Marriage has so many potential pitfalls, some of them larger than others. Toothpaste tube squeeze- middle, end, don’t care? Bed etiquette- made every morning or why bother? Meal clean-up- dishes left in sink or immediately into the dishwasher?
Here’s one that has recently reared its ugly (and I do mean ugly) head. Sartorial choices. Does your loved one have some item of clothing that makes you cringe? That you swear he cannot be allowed to wear out in public? That you’ve threatened to toss, burn, or otherwise eliminate from the face of the earth? Just as importantly, do you have any such items?
When I’m home in the summertime (by which I mean the 5 days in August when Portland goes above 70 degrees) I like to wear comfortable shorts. Not anything I would wear in public (the grocery store does not count as public). When we first got married they were a pair of cutoff bleached out jeans aka Daisy Dukes. Yes, I was that young and foolish. As time has passed they have morphed into a pair of grey knit drawstring lovelies that come to mid-thigh. They may also have bleach stains on them but let’s not get fussy, shall we? They are so comfy and they come up to my waist, none of this low rise BS that means I’m constantly tugging and adjusting. Needless to say, J despises these shorts and as we neared last weekend and its promise of 85°, and I sighed about getting them out, he made comments about them ‘not being around anymore’ or me not being able to find them.
Would he have dared? The man who still has the same pair of Birkenstocks he wore 20 years ago (yes, I went ahead and married a man who owns Birkenstocks)? Who sometimes wore them with socks around the house? If he had trespassed into my clothing we were going to have a war of the roses level altercation only not so nice.
Thankfully (for his sake), when I unpacked my summer clothes my faves were there, freshly laundered and so soft I was immediately happy. I put them on and went into the garage to prance around in front of hubby. He only smiled a nasty little smile and said, “It’s a reprieve and nothing more. At any minute….”
Here they are- inoffensive, delightfully soft, comfortable shorts. What's not to like?!
I'm single, so I wear anything and everything I want all the time (usually yoga pants/shorts and T-shirts, which might be why I'm single.)
ReplyDeleteBut I dated a good-looking guy for six years who couldn't have cared less what he wore, and although I'm not materialistic at all (see above,) he drove me nuts. He had this stupid "lucky" hat that was so old and worn that it had dissolved into something akin to a dish towel. He wore it all the time--backwards--with this stupid ass "lucky" T-shirt to places where he shouldn't have worn it.
He's lucky I didn't kick his ass.
hhhmmm...then I guess they worked, right?
ReplyDeleteI think, with the exception of the shorts, I'm more bugged by my disinterest in clothes (I too wear almost nothing but sweats, tanks, and fleece). I used to have great stuff and really cared how I looked. Superficial, maybe, but clothes are fun!
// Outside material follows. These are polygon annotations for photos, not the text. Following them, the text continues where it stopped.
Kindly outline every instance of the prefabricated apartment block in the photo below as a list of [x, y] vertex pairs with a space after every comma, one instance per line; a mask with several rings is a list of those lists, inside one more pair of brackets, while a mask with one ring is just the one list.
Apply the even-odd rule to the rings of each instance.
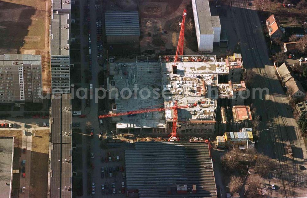
[[41, 103], [41, 55], [0, 55], [0, 103]]
[[52, 92], [68, 93], [70, 88], [69, 1], [52, 2], [50, 31]]
[[[212, 135], [218, 99], [230, 99], [233, 105], [244, 104], [244, 100], [237, 96], [244, 95], [245, 83], [232, 82], [230, 75], [231, 68], [237, 67], [234, 71], [240, 75], [233, 76], [240, 76], [240, 59], [218, 62], [215, 56], [180, 56], [176, 63], [177, 73], [173, 73], [174, 58], [174, 56], [163, 56], [157, 61], [137, 60], [135, 63], [110, 64], [110, 74], [114, 77], [108, 80], [107, 89], [115, 100], [111, 113], [170, 107], [175, 101], [179, 106], [196, 103], [196, 106], [178, 110], [177, 131]], [[219, 83], [220, 77], [228, 80]], [[133, 91], [129, 93], [125, 90], [127, 88]], [[169, 110], [112, 119], [117, 129], [122, 132], [165, 133], [171, 130], [173, 111]]]
[[212, 52], [213, 43], [220, 42], [220, 17], [211, 16], [208, 0], [192, 0], [192, 7], [198, 51]]

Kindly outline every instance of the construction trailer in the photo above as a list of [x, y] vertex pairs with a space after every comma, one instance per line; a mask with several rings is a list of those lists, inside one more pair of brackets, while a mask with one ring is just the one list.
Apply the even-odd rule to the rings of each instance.
[[216, 147], [223, 148], [231, 146], [246, 145], [253, 140], [252, 129], [242, 129], [242, 132], [225, 132], [224, 135], [216, 136]]

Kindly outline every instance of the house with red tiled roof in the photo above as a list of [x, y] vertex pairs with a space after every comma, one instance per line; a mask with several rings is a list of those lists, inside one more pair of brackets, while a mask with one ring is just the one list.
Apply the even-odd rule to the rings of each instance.
[[285, 34], [285, 29], [279, 25], [274, 14], [272, 14], [266, 20], [266, 24], [271, 38], [281, 38]]

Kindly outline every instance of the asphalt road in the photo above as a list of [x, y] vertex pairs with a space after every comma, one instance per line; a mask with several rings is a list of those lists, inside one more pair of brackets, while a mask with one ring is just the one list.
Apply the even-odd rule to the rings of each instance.
[[[281, 188], [285, 196], [301, 196], [307, 194], [306, 189], [303, 189], [304, 181], [298, 179], [298, 175], [306, 174], [305, 172], [300, 172], [297, 167], [299, 164], [306, 166], [306, 162], [303, 159], [303, 153], [306, 156], [306, 149], [302, 138], [297, 133], [297, 124], [288, 104], [290, 99], [285, 95], [269, 59], [257, 12], [251, 8], [245, 1], [235, 2], [231, 15], [227, 16], [235, 22], [226, 28], [235, 34], [234, 36], [228, 35], [228, 39], [237, 38], [237, 41], [239, 42], [245, 68], [252, 69], [256, 73], [252, 86], [267, 88], [269, 91], [266, 94], [264, 92], [262, 99], [259, 92], [256, 92], [252, 100], [257, 114], [262, 118], [260, 129], [269, 129], [262, 133], [257, 149], [278, 162], [279, 167], [277, 168], [279, 168], [276, 175], [282, 181], [283, 186]], [[286, 155], [285, 148], [287, 141], [291, 143], [294, 157]], [[301, 188], [303, 191], [298, 192], [290, 187], [293, 184]]]

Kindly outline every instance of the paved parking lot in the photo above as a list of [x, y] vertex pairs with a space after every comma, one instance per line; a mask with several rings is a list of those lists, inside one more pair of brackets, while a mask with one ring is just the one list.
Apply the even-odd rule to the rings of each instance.
[[[105, 195], [106, 197], [108, 197], [107, 195], [109, 194], [112, 197], [115, 196], [116, 197], [124, 197], [124, 194], [122, 193], [122, 182], [124, 182], [126, 186], [126, 179], [124, 177], [123, 173], [125, 174], [124, 157], [123, 149], [112, 148], [104, 150], [103, 152], [101, 152], [101, 155], [94, 156], [94, 158], [97, 158], [100, 161], [99, 163], [100, 165], [98, 166], [97, 163], [95, 164], [95, 168], [97, 169], [100, 173], [99, 176], [100, 179], [98, 179], [97, 175], [94, 175], [95, 181], [99, 180], [100, 182], [95, 183], [95, 190], [101, 191], [103, 195]], [[111, 161], [109, 161], [110, 159]], [[97, 162], [97, 159], [95, 160]], [[103, 172], [102, 172], [102, 167], [103, 167]], [[115, 184], [115, 194], [113, 192], [113, 183]], [[104, 190], [101, 189], [101, 185], [104, 185]], [[125, 190], [126, 188], [125, 188]], [[104, 196], [104, 197], [105, 196]], [[110, 197], [111, 197], [111, 196]]]

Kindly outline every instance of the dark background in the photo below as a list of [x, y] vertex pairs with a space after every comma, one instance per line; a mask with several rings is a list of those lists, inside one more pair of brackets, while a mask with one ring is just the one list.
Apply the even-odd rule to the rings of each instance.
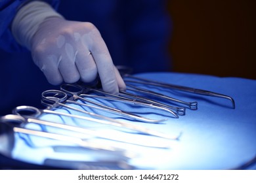
[[171, 0], [173, 71], [256, 79], [255, 1]]

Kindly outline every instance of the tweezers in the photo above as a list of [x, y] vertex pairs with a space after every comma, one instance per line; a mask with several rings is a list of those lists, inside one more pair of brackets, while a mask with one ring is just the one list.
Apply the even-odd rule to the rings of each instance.
[[[125, 80], [125, 82], [133, 82], [133, 83], [137, 83], [137, 84], [142, 84], [145, 85], [152, 85], [158, 87], [163, 87], [167, 88], [171, 88], [173, 90], [177, 90], [182, 92], [190, 92], [199, 95], [208, 95], [211, 97], [220, 97], [228, 99], [231, 101], [232, 108], [235, 108], [235, 102], [234, 100], [228, 95], [225, 95], [223, 94], [218, 93], [216, 92], [213, 92], [207, 90], [201, 90], [201, 89], [197, 89], [190, 87], [186, 87], [183, 86], [179, 86], [179, 85], [175, 85], [172, 84], [167, 84], [164, 82], [156, 82], [148, 79], [142, 78], [138, 76], [135, 76], [133, 75], [131, 75], [129, 74], [124, 74], [123, 75], [123, 79]], [[129, 80], [127, 78], [130, 79], [135, 79], [135, 80]]]

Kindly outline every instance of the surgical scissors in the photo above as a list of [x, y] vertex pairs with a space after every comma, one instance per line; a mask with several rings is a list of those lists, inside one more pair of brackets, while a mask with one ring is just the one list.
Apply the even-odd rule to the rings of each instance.
[[173, 90], [180, 90], [186, 92], [193, 93], [195, 94], [203, 95], [208, 95], [211, 97], [216, 97], [228, 99], [231, 101], [232, 106], [233, 108], [235, 108], [235, 101], [231, 97], [226, 95], [218, 93], [216, 92], [213, 92], [211, 91], [207, 91], [205, 90], [197, 89], [187, 86], [175, 85], [172, 84], [167, 84], [161, 82], [157, 82], [149, 79], [143, 78], [139, 76], [135, 76], [130, 75], [129, 73], [131, 73], [131, 69], [127, 67], [119, 66], [117, 67], [118, 70], [120, 72], [120, 74], [122, 75], [123, 78], [124, 79], [125, 82], [133, 82], [137, 84], [142, 84], [145, 85], [152, 85], [158, 87], [163, 87], [166, 88], [170, 88]]
[[[24, 120], [23, 122], [20, 122], [20, 124], [33, 123], [39, 125], [51, 126], [51, 127], [57, 127], [59, 129], [66, 129], [74, 132], [89, 135], [92, 137], [106, 139], [108, 140], [112, 140], [112, 141], [119, 141], [119, 142], [125, 142], [129, 144], [133, 144], [144, 146], [150, 146], [150, 147], [155, 147], [155, 148], [167, 148], [169, 146], [169, 145], [165, 144], [165, 145], [160, 146], [159, 144], [153, 144], [147, 143], [146, 142], [143, 142], [140, 143], [138, 142], [133, 142], [131, 141], [129, 139], [121, 139], [121, 138], [117, 138], [116, 137], [110, 137], [110, 135], [106, 135], [101, 133], [100, 130], [96, 131], [93, 129], [85, 129], [77, 126], [66, 125], [66, 124], [60, 124], [57, 122], [49, 122], [49, 121], [42, 120], [39, 120], [37, 118], [38, 118], [42, 114], [56, 114], [58, 116], [68, 116], [72, 118], [83, 118], [83, 120], [87, 120], [93, 122], [93, 121], [98, 122], [99, 120], [91, 118], [88, 118], [88, 117], [83, 118], [83, 116], [77, 116], [74, 114], [66, 114], [60, 112], [52, 111], [47, 109], [40, 110], [39, 109], [31, 106], [17, 107], [13, 109], [12, 113], [14, 114], [22, 116], [24, 118], [24, 120], [26, 120], [26, 121]], [[30, 114], [24, 115], [22, 114], [22, 113], [26, 113], [26, 114], [29, 113]]]
[[[107, 100], [110, 100], [110, 101], [121, 101], [123, 103], [127, 103], [129, 104], [133, 104], [133, 105], [137, 105], [139, 106], [142, 106], [142, 107], [149, 107], [152, 108], [156, 108], [164, 111], [167, 111], [169, 113], [171, 113], [175, 118], [179, 118], [179, 116], [177, 116], [175, 112], [174, 112], [172, 110], [163, 106], [160, 105], [157, 105], [154, 103], [145, 103], [145, 102], [142, 102], [141, 101], [140, 101], [138, 99], [131, 99], [129, 97], [124, 97], [123, 95], [113, 95], [105, 92], [103, 92], [101, 90], [99, 89], [96, 89], [96, 88], [93, 88], [91, 87], [89, 87], [86, 85], [79, 85], [81, 86], [85, 90], [83, 93], [89, 93], [90, 92], [93, 92], [95, 93], [98, 93], [104, 95], [104, 96], [102, 95], [89, 95], [89, 94], [80, 94], [80, 97], [95, 97], [95, 98], [101, 98], [101, 99], [104, 99]], [[121, 92], [120, 92], [121, 93]], [[109, 96], [109, 97], [106, 97]]]
[[[145, 117], [142, 117], [142, 116], [137, 115], [135, 114], [121, 110], [119, 110], [119, 109], [117, 109], [116, 108], [108, 107], [106, 105], [102, 105], [102, 104], [98, 103], [93, 102], [91, 100], [87, 99], [86, 97], [87, 96], [90, 97], [91, 95], [87, 95], [87, 94], [85, 94], [83, 92], [84, 89], [78, 85], [64, 84], [60, 86], [60, 90], [62, 91], [66, 92], [67, 94], [71, 94], [73, 96], [74, 101], [76, 99], [79, 99], [79, 100], [85, 101], [86, 103], [92, 103], [93, 105], [98, 106], [98, 107], [97, 107], [96, 108], [98, 108], [100, 110], [105, 110], [107, 112], [117, 113], [117, 114], [121, 115], [121, 116], [125, 116], [126, 117], [129, 117], [129, 118], [131, 118], [132, 119], [135, 119], [135, 120], [145, 122], [153, 122], [153, 123], [157, 122], [157, 123], [158, 123], [158, 122], [161, 122], [161, 120], [151, 120], [149, 118], [146, 118]], [[81, 97], [81, 96], [79, 96], [80, 94], [83, 94], [83, 97]], [[93, 97], [97, 97], [96, 95], [93, 96]], [[70, 100], [67, 100], [66, 102], [70, 103], [77, 104], [77, 105], [78, 104], [79, 105], [87, 106], [87, 107], [92, 107], [92, 108], [96, 108], [95, 106], [94, 106], [94, 105], [90, 105], [88, 104], [80, 103], [78, 103], [77, 102], [74, 102], [74, 101], [70, 101]]]
[[[127, 90], [129, 90], [126, 89]], [[137, 92], [137, 91], [136, 91]], [[133, 99], [133, 98], [135, 98], [136, 99], [143, 101], [144, 103], [148, 103], [150, 105], [154, 105], [156, 106], [163, 107], [165, 108], [169, 108], [170, 110], [175, 111], [179, 115], [184, 116], [186, 113], [186, 108], [184, 107], [173, 107], [169, 105], [166, 105], [158, 101], [154, 101], [152, 99], [150, 99], [148, 98], [146, 98], [145, 97], [139, 96], [137, 95], [129, 93], [125, 91], [119, 91], [119, 95], [121, 96], [126, 96], [127, 97], [130, 97], [131, 99]]]
[[[136, 131], [137, 132], [139, 132], [142, 134], [146, 134], [146, 135], [153, 135], [153, 136], [156, 136], [164, 139], [174, 139], [174, 140], [177, 140], [179, 139], [180, 135], [178, 136], [175, 136], [175, 137], [171, 137], [168, 135], [160, 133], [146, 127], [140, 127], [137, 125], [133, 125], [131, 124], [130, 123], [127, 123], [125, 122], [121, 122], [117, 120], [116, 119], [110, 118], [107, 116], [99, 115], [97, 114], [95, 114], [93, 112], [89, 112], [85, 110], [80, 110], [79, 108], [77, 108], [75, 107], [73, 107], [69, 105], [67, 105], [64, 103], [62, 103], [62, 102], [65, 102], [67, 99], [67, 95], [64, 92], [59, 90], [46, 90], [42, 93], [42, 99], [44, 101], [44, 103], [45, 105], [49, 105], [49, 107], [53, 108], [53, 107], [58, 107], [59, 106], [66, 107], [68, 108], [80, 112], [83, 114], [89, 114], [92, 116], [94, 116], [95, 118], [101, 118], [104, 119], [104, 120], [95, 120], [95, 119], [93, 120], [95, 122], [100, 123], [100, 124], [104, 124], [106, 125], [110, 125], [112, 126], [116, 126], [118, 127], [124, 127], [126, 129], [131, 129], [133, 131]], [[45, 101], [47, 101], [49, 102], [51, 102], [51, 104], [47, 104]], [[43, 110], [44, 112], [46, 112], [45, 110]], [[47, 110], [48, 112], [51, 111], [49, 110]], [[53, 111], [51, 111], [51, 112]], [[66, 114], [67, 115], [72, 115], [72, 114]], [[70, 117], [74, 117], [74, 118], [77, 118], [80, 119], [83, 119], [85, 117], [84, 116], [74, 116]]]
[[146, 93], [146, 94], [154, 95], [154, 96], [156, 96], [156, 97], [158, 97], [160, 98], [169, 99], [169, 100], [173, 101], [173, 102], [182, 103], [184, 105], [188, 106], [189, 107], [189, 108], [190, 108], [192, 110], [197, 110], [198, 109], [198, 103], [196, 101], [195, 102], [186, 102], [186, 101], [183, 101], [181, 100], [179, 100], [177, 99], [175, 99], [175, 98], [167, 96], [165, 95], [160, 93], [158, 92], [150, 91], [150, 90], [144, 89], [144, 88], [137, 87], [135, 86], [133, 86], [133, 85], [131, 85], [129, 84], [126, 84], [126, 86], [129, 86], [129, 88], [127, 88], [127, 90], [131, 90], [131, 91], [133, 91], [133, 92], [140, 92], [142, 93]]
[[[59, 125], [60, 124], [58, 124], [52, 123], [47, 121], [40, 120], [34, 118], [24, 118], [23, 116], [16, 114], [8, 114], [2, 116], [0, 118], [0, 123], [1, 125], [5, 125], [5, 127], [7, 128], [8, 129], [6, 131], [6, 135], [12, 135], [11, 134], [15, 132], [20, 133], [26, 135], [32, 135], [37, 137], [58, 140], [66, 142], [71, 142], [72, 144], [78, 145], [79, 146], [89, 149], [114, 152], [117, 154], [121, 153], [123, 155], [125, 155], [126, 154], [126, 150], [122, 150], [119, 148], [116, 148], [110, 146], [106, 146], [104, 144], [96, 144], [95, 142], [92, 143], [88, 141], [85, 141], [80, 138], [25, 128], [25, 125], [28, 123], [35, 123], [37, 124], [43, 124], [45, 125], [51, 125], [59, 127], [61, 125]], [[5, 125], [3, 125], [3, 123]], [[64, 125], [62, 125], [62, 126], [64, 127]], [[4, 133], [5, 132], [2, 131], [1, 133]], [[11, 137], [7, 137], [7, 139]]]

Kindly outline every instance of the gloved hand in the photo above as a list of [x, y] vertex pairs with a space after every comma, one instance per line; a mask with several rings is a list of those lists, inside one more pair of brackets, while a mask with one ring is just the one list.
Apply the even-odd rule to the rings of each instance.
[[98, 74], [103, 90], [118, 94], [125, 84], [114, 65], [98, 30], [91, 23], [66, 20], [49, 5], [32, 1], [18, 12], [12, 25], [20, 44], [32, 52], [35, 63], [54, 85]]
[[91, 23], [49, 18], [32, 38], [31, 51], [53, 84], [79, 79], [89, 82], [98, 73], [104, 91], [117, 94], [119, 88], [125, 88], [99, 31]]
This is great. My husband prides himself on wearing his clothes until they are hanging on by strings. For a while we were traveling around living out of a van and he had these pants that turned into shorts because of the holes in the knees then the shorts had duct tape to hold them together. Seriously they had to go. While I am on a roll he has this sweatshirt that he loves, it is so faded, the pockets are coming off and it has stains on it. He still wears it out in public! Then I must admit, I wear shorts that are too small, he thinks they look like underwear... but I live in the PNW and I really never wear shorts (except for those very few days which never seem to come).
ReplyDeleteDuct tape, Michelle, the male answer to anything that needs to be held together!
ReplyDeleteWe're in Portland so I'm in the same position as far as shorts go- making it all the funnier that husband gets bent about mine when I wear them 2 days out of the year.